Choose an $\epsilon > 0$ and take $\delta=\frac{\epsilon}{2}$. Let $|y-x|<\frac{\epsilon}{2}$. Then: \begin{align} |g_a(x)-g_a(y)|&=\Big|\frac{1}{(x-a)^2+1}-\frac{1}{(y-a)^2+1}\Big| \\ &=\frac{|y-x|~|y+x-2a|}{[(x-a)^2+1]~[(y-a)^2+1]} \\ & \leq \frac{|y-x|~(|y-a|+|x-a|)}{[(x-a)^2+1]~[(y-a)^2+1]} \\ &=|y-x|~\Big[\frac{|x-a|}{[(x-a)^2+1]~[(y-a)^2+1]}+\frac{|y-a|}{[(x-a)^2+1]~[(y-a)^2+1]}\Big] \end{align} Now if $|x-a|<1$ then $(x-a)^2+1-|x-a|\geq0 \Rightarrow \frac{|x-a|}{[(x-a)^2+1]} \leq 1 \Rightarrow \frac{|x-a|}{[(x-a)^2+1]~[(y-a)^2+1]} \leq 1$.

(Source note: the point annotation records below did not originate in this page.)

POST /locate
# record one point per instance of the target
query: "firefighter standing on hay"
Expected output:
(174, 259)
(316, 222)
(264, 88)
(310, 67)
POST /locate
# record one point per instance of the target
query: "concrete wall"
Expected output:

If $|x-a|\geq 1$ then $|x-a| \leq (x-a)^2 \leq (x-a)^2 +1 \Rightarrow \frac{|x-a|}{[(x-a)^2+1]} \leq 1 \Rightarrow \frac{|x-a|}{[(x-a)^2+1]~[(y-a)^2+1]} \leq 1$.
Thus in any case we have $ \frac{|x-a|}{[(x-a)^2+1]~[(y-a)^2+1]} \leq 1$. Similar for $y$ related exdpression. Now from above we get \begin{equation} |g_a(x)-g_a(y)| \leq 2~|y-x|<\epsilon \end{equation} for all $a$.